I waited until the bathroom heater had turned the room into a sauna before I ventured out from under the duvet. As I stood under a blasting-hot shower I heard hubby yell out he was off to work.
I flung a generous portion of conditioner on my hair and that's when the water went all funny.
It spluttered, it turned scalding, stopped, started, scalded me once more and then dwindled to a trickle.
Hubby must be using the hose to defrost his windscreen, I thought.
Our rural water pressure doesn't cope with hose-plus-shower. Or anything-plus-shower really.
When the usual windscreen-defrosting time had elapsed and the water was still just trickling I thought maybe he'd decided to fill the ponies' trough and gone off and left the hose running.
How inconsiderate of him!
Now what?
No chance of rinsing my hair with the tiny trickle of scalding water. Nobody around to heed any cries for help and turn off the offending hose.
Nothing for it but to dash out and turn the flaming thing off myself.
Not ideal but the hose tap is only about 4m from the back door and I'd have a toasty shower to rush back to.
I wrapped myself in a towel, took a deep breath and raced down the passage, out the back door, across the frosty deck and to the outside tap.
The tap wasn't on. It was off.
The hose was not going. When I turned the outside tap on just to check, it let out a husky sigh and puffed out some rusty air.
There was no water.
The frost - which, might I add, I was standing in - had broken the water.
It could be the pipes, it could be the pump. Either way, there I stood barefoot and dripping wet, dressed in a towel, my hair drenched with conditioner and no shower to return to - hot or otherwise.
Only one thing for it.
Having been at the mercy of rural bore water and an ancient Anderson water pump for the last 30 years, I know the drill.
Looking up to make sure there was no one watching me I clutched my towel, sprinted for the shed and started rummaging amongst the horses' feed buckets for a relatively clean and chaff-free one. One with no spiders or slaters and definitely no mice.
I grabbed a bucket that ticked most of the boxes and peered out again to wait for a gap in the traffic going past - there are definite disadvantages to living on a main road.
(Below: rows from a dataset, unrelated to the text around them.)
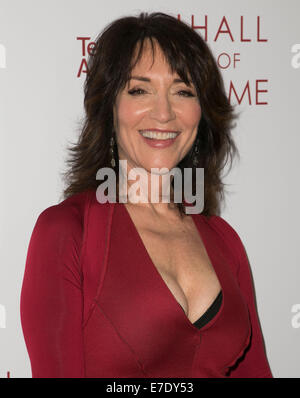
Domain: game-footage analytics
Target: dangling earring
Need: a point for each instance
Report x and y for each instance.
(112, 162)
(196, 153)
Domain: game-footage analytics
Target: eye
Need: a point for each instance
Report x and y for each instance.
(186, 93)
(135, 91)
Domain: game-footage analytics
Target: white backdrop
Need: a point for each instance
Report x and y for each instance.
(41, 105)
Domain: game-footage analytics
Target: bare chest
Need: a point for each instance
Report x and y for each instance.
(182, 262)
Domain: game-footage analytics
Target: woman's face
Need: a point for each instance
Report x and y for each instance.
(158, 103)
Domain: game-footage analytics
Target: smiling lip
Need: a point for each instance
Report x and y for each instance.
(161, 130)
(160, 144)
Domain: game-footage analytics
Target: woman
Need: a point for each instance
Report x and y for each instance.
(144, 289)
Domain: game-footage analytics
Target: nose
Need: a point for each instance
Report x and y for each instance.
(162, 109)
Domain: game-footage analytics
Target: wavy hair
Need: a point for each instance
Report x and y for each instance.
(109, 70)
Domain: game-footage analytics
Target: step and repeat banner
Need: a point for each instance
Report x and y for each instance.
(44, 48)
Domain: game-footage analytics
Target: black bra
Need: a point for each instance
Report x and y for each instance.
(210, 312)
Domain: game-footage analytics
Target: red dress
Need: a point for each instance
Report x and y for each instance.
(94, 305)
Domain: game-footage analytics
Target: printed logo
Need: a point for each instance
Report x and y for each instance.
(138, 191)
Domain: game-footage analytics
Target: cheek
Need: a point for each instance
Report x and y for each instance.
(128, 113)
(192, 114)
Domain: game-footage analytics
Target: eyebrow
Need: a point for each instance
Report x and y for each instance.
(146, 79)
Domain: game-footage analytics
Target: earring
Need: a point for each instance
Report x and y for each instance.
(196, 153)
(112, 162)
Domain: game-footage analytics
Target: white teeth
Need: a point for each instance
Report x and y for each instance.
(158, 136)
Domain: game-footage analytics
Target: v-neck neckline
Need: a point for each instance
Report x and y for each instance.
(163, 283)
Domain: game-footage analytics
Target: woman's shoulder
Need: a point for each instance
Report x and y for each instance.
(64, 217)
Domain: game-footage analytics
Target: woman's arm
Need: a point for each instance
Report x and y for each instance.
(254, 363)
(51, 302)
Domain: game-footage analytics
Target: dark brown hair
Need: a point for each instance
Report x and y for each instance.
(109, 70)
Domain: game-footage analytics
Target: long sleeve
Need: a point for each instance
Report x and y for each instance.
(51, 302)
(254, 363)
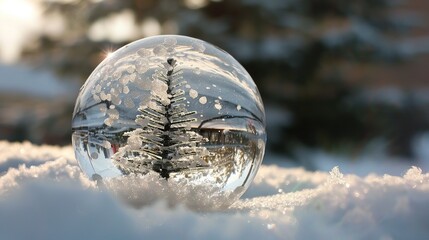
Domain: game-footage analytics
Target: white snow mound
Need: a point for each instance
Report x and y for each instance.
(44, 195)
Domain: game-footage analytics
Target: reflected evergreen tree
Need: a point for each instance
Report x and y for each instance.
(303, 55)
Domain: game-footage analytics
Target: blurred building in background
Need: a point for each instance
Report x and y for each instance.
(334, 75)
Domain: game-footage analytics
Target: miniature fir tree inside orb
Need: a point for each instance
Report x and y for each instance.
(171, 108)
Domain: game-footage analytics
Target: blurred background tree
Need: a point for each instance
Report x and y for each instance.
(319, 64)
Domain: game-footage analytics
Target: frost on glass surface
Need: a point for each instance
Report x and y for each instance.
(174, 108)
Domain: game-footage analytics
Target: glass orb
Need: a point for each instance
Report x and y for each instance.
(173, 107)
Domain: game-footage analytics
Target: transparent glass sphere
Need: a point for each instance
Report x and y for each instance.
(173, 108)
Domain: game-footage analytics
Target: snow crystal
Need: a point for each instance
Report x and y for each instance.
(113, 113)
(193, 93)
(143, 52)
(170, 41)
(44, 195)
(94, 155)
(218, 106)
(103, 108)
(129, 103)
(126, 90)
(130, 69)
(108, 121)
(160, 50)
(98, 88)
(144, 84)
(197, 71)
(203, 100)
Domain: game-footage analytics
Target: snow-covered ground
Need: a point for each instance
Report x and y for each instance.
(44, 195)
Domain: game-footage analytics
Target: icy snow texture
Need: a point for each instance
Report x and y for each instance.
(44, 195)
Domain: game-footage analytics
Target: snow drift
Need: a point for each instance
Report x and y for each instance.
(44, 195)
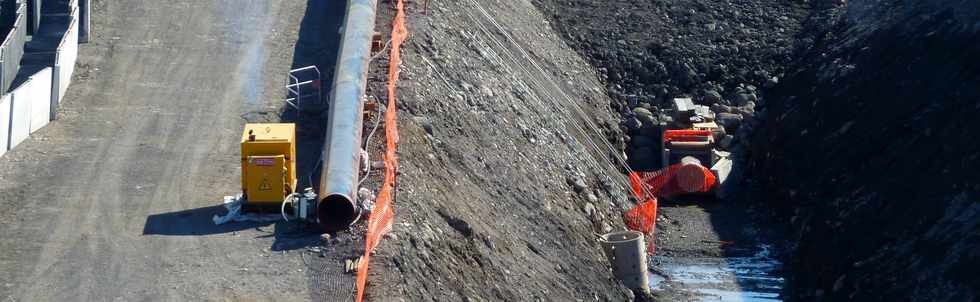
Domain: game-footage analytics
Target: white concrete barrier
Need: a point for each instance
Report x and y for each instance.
(4, 124)
(64, 64)
(37, 92)
(20, 120)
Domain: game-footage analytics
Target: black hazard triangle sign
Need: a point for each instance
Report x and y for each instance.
(265, 186)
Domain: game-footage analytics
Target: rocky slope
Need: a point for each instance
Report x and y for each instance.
(722, 53)
(868, 147)
(499, 194)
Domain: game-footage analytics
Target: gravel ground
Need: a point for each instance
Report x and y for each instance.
(113, 200)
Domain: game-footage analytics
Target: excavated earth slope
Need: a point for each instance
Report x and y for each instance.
(499, 194)
(869, 147)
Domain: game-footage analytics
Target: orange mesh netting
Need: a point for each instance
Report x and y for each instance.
(665, 183)
(382, 216)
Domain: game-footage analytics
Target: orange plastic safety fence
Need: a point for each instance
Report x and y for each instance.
(382, 217)
(665, 183)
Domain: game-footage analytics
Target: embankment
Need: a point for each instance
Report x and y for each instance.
(869, 149)
(499, 195)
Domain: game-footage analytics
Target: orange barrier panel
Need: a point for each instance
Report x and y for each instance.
(686, 135)
(381, 220)
(665, 183)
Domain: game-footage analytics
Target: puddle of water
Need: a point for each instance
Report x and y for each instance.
(747, 279)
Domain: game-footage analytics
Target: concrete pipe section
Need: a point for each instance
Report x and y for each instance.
(337, 208)
(627, 254)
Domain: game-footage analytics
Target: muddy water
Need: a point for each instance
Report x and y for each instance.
(750, 279)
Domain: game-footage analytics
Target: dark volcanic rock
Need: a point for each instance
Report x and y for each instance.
(655, 51)
(870, 147)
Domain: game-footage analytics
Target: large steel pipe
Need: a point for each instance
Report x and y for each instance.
(337, 208)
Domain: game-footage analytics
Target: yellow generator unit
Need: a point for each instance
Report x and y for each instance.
(268, 164)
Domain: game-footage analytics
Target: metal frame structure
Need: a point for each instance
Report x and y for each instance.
(294, 87)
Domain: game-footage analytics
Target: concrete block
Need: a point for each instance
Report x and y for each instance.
(38, 91)
(20, 120)
(4, 124)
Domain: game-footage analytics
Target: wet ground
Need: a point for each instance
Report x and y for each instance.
(709, 250)
(754, 278)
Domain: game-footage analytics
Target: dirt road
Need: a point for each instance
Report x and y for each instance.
(113, 200)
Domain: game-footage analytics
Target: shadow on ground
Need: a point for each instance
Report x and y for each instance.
(194, 222)
(317, 45)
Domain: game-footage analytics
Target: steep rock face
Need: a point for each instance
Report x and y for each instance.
(869, 147)
(500, 191)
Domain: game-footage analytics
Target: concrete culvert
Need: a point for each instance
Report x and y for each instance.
(627, 255)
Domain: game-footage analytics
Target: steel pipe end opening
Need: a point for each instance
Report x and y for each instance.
(336, 212)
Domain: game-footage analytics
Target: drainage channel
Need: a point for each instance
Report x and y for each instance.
(754, 278)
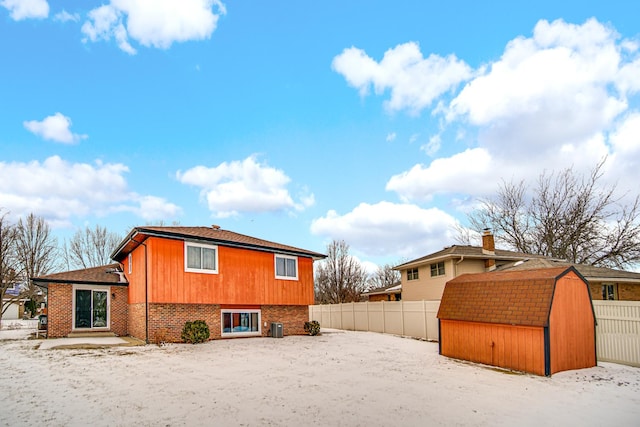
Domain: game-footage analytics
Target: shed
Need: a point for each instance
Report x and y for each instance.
(537, 321)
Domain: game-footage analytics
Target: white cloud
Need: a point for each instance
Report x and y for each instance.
(414, 81)
(243, 186)
(59, 191)
(560, 98)
(26, 9)
(65, 16)
(54, 128)
(406, 230)
(157, 23)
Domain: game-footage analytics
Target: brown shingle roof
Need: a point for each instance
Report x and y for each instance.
(457, 251)
(93, 275)
(505, 297)
(209, 234)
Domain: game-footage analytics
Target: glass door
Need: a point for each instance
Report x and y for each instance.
(91, 309)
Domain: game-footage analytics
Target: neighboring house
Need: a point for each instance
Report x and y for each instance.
(604, 283)
(539, 321)
(166, 276)
(385, 293)
(424, 278)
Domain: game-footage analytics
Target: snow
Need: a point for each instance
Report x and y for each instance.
(339, 378)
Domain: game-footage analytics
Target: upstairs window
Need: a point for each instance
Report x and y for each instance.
(437, 269)
(200, 258)
(286, 267)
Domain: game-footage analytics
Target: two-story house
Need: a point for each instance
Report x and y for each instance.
(165, 276)
(424, 278)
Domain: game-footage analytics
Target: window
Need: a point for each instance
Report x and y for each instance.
(437, 269)
(286, 267)
(200, 258)
(241, 322)
(609, 292)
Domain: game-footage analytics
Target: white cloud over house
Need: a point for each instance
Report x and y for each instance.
(405, 229)
(156, 24)
(413, 81)
(54, 128)
(61, 191)
(559, 98)
(26, 9)
(232, 188)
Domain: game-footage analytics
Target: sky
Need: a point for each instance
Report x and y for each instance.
(380, 124)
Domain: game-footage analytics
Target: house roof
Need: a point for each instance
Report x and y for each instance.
(590, 272)
(213, 234)
(471, 252)
(384, 290)
(506, 297)
(103, 275)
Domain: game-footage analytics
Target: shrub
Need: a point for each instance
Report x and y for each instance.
(195, 332)
(312, 328)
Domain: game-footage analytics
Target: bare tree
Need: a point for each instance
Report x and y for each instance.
(9, 268)
(340, 277)
(91, 247)
(384, 277)
(568, 217)
(36, 252)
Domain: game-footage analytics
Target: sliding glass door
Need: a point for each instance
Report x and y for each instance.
(91, 308)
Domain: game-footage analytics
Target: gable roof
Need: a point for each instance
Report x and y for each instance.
(471, 252)
(214, 235)
(506, 297)
(102, 275)
(590, 272)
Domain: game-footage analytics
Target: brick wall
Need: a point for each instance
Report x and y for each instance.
(292, 318)
(59, 310)
(118, 310)
(136, 321)
(167, 320)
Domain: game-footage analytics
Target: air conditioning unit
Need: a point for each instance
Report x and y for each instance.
(276, 330)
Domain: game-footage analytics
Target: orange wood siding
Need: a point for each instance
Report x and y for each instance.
(513, 347)
(244, 277)
(571, 326)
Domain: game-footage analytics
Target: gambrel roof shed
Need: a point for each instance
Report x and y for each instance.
(537, 321)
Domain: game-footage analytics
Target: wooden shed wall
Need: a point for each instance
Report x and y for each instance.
(244, 277)
(571, 326)
(513, 347)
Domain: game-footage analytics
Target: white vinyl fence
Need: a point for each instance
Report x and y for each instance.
(407, 318)
(617, 332)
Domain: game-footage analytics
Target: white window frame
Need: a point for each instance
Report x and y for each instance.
(275, 266)
(199, 270)
(240, 334)
(73, 306)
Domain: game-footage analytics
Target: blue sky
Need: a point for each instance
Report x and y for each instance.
(302, 122)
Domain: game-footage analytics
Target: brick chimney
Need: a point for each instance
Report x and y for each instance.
(488, 248)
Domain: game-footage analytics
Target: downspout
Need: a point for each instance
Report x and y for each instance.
(146, 290)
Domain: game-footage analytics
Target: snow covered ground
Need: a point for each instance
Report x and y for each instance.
(340, 378)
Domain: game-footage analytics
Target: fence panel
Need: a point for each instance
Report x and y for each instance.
(618, 331)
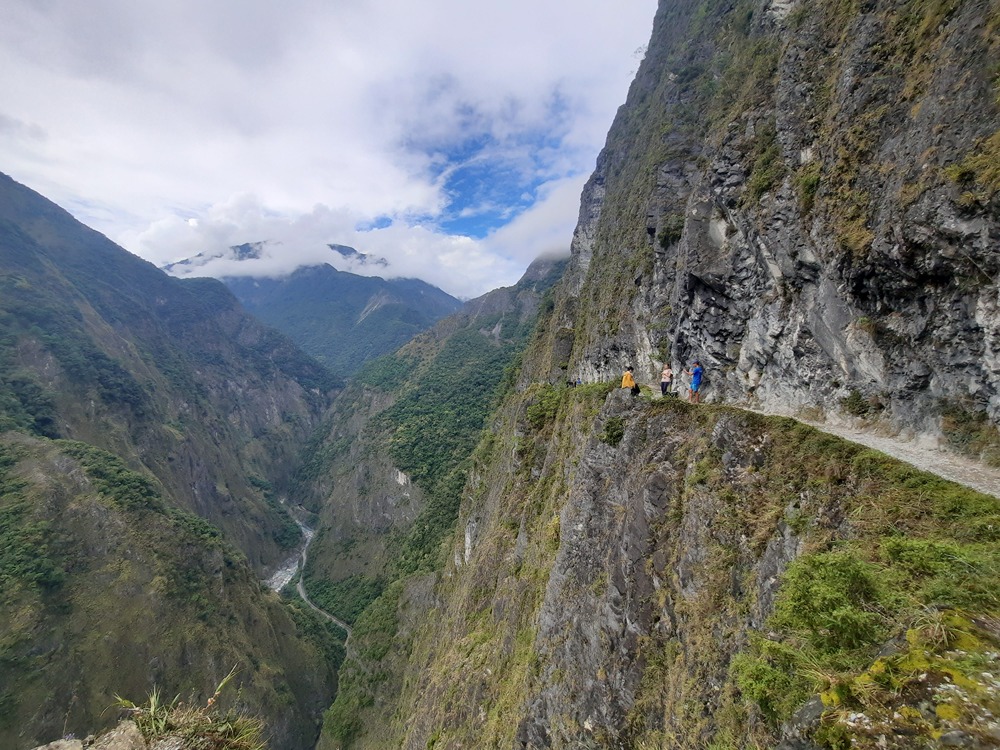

As soon as there were no witnesses I hitched up my towel, sprinted to the horse trough, cracked through the layer of ice on top and scooped up a full bucket of (relatively) clean but really, really cold water.
I checked the bucket of water in case I'd scooped up our one remaining goldfish. I picked out a drowned bee and some twigs.
Then, just as I turned to stagger back to the house, hampered by frost-numbed feet, a 10-litre bucket of water and the need to use one hand to keep my towel from falling off, a tractor chugged round the corner.
Followed by a line of slowly-crawling tractor-entrapped cars.
Sorry I didn't wave back to the kind people who tooted - I didn't have a spare hand.
Besides which, I was in a hurry.
One 10-litre bucket of cold water, plus two jugs of boiling water and a plastic jug for pouring equals one adult-sized shower. Remember that recipe just in case you are ever besieged by a temperamental elderly Anderson water pump.
Also for future reference - the time it takes for a jug to boil twice is just a moment shorter than it takes for a frostbitten adult dressed in just a towel to get hypothermia.
Lucky, that.
One bucket-shower later I was vaguely warmish, clean, and had blow-dried the chaff and a couple of dead slaters from my hair.
The first frost has been and gone. Only a whole winter's worth of frosts to get through now.
Perhaps I shall buy myself a nice, new 10-litre bucket and keep it in the bathroom. Full.